# A little disappointed with SKB



## JMaier (Nov 3, 2009)

You're disappointed they don't make a case that fits your bow? I wish an Aston Martin was in my price range but I'm not disappointed in them. You're probably gonna say you're disappointed that they told you to force it in there... I'm sorry they tried to help the best they could. Well, other than making an entire new bow case just for you.


----------



## BlkdOutZ7Xtreme (Apr 25, 2011)

No I found out they do make a case that fits my bow and it's what I'm looking for, a parallel limb bow case that will hold 2 bows. It's $429 though, no reason they couldn't make the case I had in that size that doesn't have all the features of the more expensive case. How do you figure they would be making a case " just for me " ? Am I the only person with a z7 xtreme that has an skb case that bow doesn't fit in unless you really force it in there ? I doubt it and I doubt I'm the only person that wants one.


----------



## Sagittarius (May 22, 2002)

Check out the Aurora cases at Lancaster Archery.
One of the best cases i have seen in awhile. 
http://www.lancasterarchery.com/index.php?cPath=52_468


----------



## Sagittarius (May 22, 2002)

http://www.americase.com/ builds some fine cases but a double bow case will cost you over $600.00 :shocked:


----------



## JMaier (Nov 3, 2009)

BlkdOutZ7Xtreme said:


> No I found out they do make a case that fits my bow and it's what I'm looking for, a parallel limb bow case that will hold 2 bows. It's $429 though, no reason they couldn't make the case I had in that size that doesn't have all the features of the more expensive case. How do you figure they would be making a case " just for me " ? Am I the only person with a z7 xtreme that has an skb case that bow doesn't fit in unless you really force it in there ? I doubt it and I doubt I'm the only person that wants one.
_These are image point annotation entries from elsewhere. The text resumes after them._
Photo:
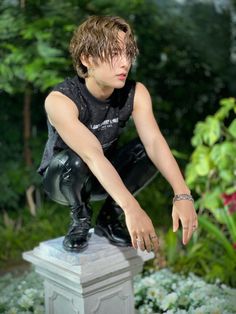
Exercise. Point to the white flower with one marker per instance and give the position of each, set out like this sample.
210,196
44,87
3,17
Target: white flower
25,302
169,300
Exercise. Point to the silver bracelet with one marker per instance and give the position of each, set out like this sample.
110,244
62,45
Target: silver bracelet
181,197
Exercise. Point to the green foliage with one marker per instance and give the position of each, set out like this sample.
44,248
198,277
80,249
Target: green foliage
211,175
211,171
21,231
166,292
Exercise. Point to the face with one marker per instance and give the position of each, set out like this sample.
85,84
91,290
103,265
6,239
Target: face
110,74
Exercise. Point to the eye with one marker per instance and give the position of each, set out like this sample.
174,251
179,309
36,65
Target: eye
115,53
Just seems like an unfair evaluation. That's all.


----------



## BlkdOutZ7Xtreme (Apr 25, 2011)

JMaier said:


> Just seems like an unfair evaluation. That's all.


" I can't complain about the case at all but here is where my disappointment comes in. My Z7 Xtreme doesn't fit in this case which is why I sold it, I was going to just buy a new skb case that was wider inside. They don't make a double bow case wide enough for what I need, I found this out by calling them. They said my case I just sold would work basically by forcing the bow in between compressing the foam. "
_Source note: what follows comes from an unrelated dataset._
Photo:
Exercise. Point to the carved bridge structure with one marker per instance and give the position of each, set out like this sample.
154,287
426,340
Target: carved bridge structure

How is that an unfair evaluation ? I didn't say anything bad about their cases, I was looking to buy another one from them. I did further research a day after talking to them and found out they do make a case to fit my bow even though the person I talked to told me they didn't. And you're right, I wasn't happy I was told I could force my bow to fit in the case I just sold, why would I do that and risk wearing the finish off and making the re sale value even less if I decide to sell it ? If that's the situation I may as well not get a case for it at all.


----------



## BlkdOutZ7Xtreme (Apr 25, 2011)

Thanks Sagittarius, over $600 is too rich for my blood right now lol


----------



## JMaier (Nov 3, 2009)

The way you came off is, "they don't make a case that fits my needs and that is unacceptable." I'm glad you got things figured out though.


----------



## dustyvarmint (Dec 22, 2005)

Had great customer service from SKB. Looking at buying that new molded double case they brought out this year. The luggage handlers bent my old one in route to Africa.

happy hunting, dv


----------



## BlkdOutZ7Xtreme (Apr 25, 2011)

Figured I would post in this. I sold my dxt so I don't have a need for a double bow case any more. While in my local pro shop where I buy my bows this week he had a skb case made for a single Z7 xtreme. Skb really hit the mark on this case. It is shaped inside to fit the bow perfectly. 2 thumbs up.


----------



## Tkd-0331 (Feb 5, 2011)

My pse vendetta xl wouldn't fit in on either. Unless I compressed the foam.


----------